Employer Evaluation: EXCELLENT

As a Machine Vision Support Engineer at Vista, I was responsible for developing Machine Learning solutions for projects where traditional methods of Machine Vision could not perform at a level required by the client. I worked on several projects during my co-op. I spent a majority of my time carrying an Object Detection project to completion.

I was also responsible for training Vista Engineers and providing an introduction to Neural Networks. I delivered a webinar presentation that introduced the general structure of Neural Networks, the mathematics behind model training, and how these concepts can be implemented into their custom applications.

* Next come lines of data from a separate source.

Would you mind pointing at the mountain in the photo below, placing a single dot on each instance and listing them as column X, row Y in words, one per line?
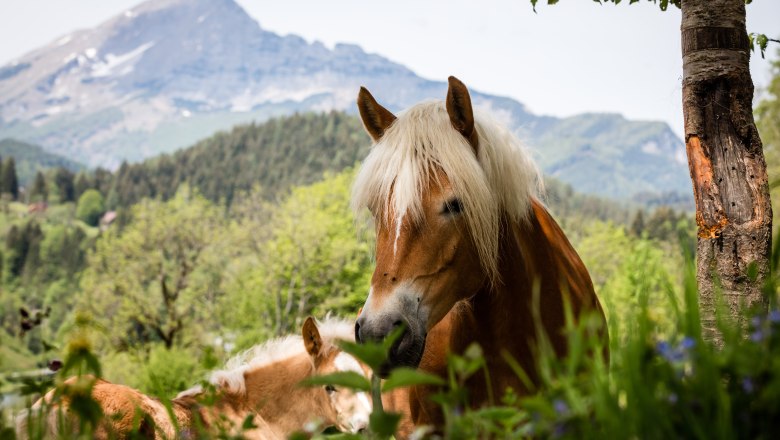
column 170, row 72
column 290, row 151
column 29, row 159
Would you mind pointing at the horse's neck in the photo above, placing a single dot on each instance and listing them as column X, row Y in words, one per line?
column 273, row 393
column 538, row 268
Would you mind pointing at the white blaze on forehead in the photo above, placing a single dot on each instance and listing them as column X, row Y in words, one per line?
column 363, row 399
column 345, row 362
column 398, row 222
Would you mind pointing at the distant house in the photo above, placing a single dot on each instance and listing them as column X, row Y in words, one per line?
column 37, row 208
column 107, row 219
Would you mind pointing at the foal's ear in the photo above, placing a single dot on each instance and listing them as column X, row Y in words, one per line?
column 311, row 337
column 375, row 118
column 460, row 111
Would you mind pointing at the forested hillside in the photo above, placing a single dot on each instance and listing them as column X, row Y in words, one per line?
column 274, row 155
column 175, row 263
column 31, row 158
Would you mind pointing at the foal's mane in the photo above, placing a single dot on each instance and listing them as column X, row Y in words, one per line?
column 499, row 182
column 231, row 378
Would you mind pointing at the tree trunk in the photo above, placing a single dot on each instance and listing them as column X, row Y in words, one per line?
column 733, row 210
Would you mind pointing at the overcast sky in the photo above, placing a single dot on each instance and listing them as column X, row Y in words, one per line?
column 577, row 56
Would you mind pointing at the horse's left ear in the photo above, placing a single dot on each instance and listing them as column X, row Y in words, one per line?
column 460, row 111
column 376, row 119
column 311, row 337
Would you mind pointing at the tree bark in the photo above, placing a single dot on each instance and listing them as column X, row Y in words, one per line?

I on-boarded Vista Employees with my work, prior to my departure, and trained the incoming co-op student. I was requested for continual support related to Vista's Machine Learning projects.

Projects


...
Neural Networks from Scratch

The goal is to build a Python package providing the necessary functionality for training Neural Network models from scratch. No TensorFlow or PyTorch. Just old-fashioned Python and its computing library, NumPy.

To demonstrate a fundamental understanding of Neural Networks and their complex intricacies, I built custom implementations for many common techniques and structures. Written is code for trainable parameters, model layers, optimizers, loss functions, and other needed infrastructure. Using this package, one can build Neural Networks and achieve convergence on a variety of Machine Learning problems.

More work will be done to improve convergence during training and to support other layers, optimizers, loss functions, etc.

...
Autonomous Mini Cart

The goal of this project is to build a Mini Cart, powered by a Raspberry Pi, that can take directions without direct human intervention. A camera is mounted to the front of the cart chassis. Pictures are taken and processed through a Machine Learning algorithm to extract instructions.

Instructions include: 'go left', 'go right', 'go forwards', 'stay'. After a proof of concept is acquired, speed controls will be added. The user simply has to point in the direction of travel and the Mini Cart responds appropriately.

More information on this project will be posted in the Featured Work section of this page. To view the source code, a GitHub link is provided.

...
Deployment of Sifnet ML Model

When working at the NRC, I was asked to develop a method by which end users could access final products. Ice presence forecasts needed to be generated daily and available for download. I pioneered and finished the complete deployment pipeline of the project.

Using docker, I containerized the application and pushed the image to AWS. I then leveraged the flexibility of AWS Fargate; scheduled tasks run daily and products are automatically uploaded to AWS s3. A website was created to display products and validation graphs of our models.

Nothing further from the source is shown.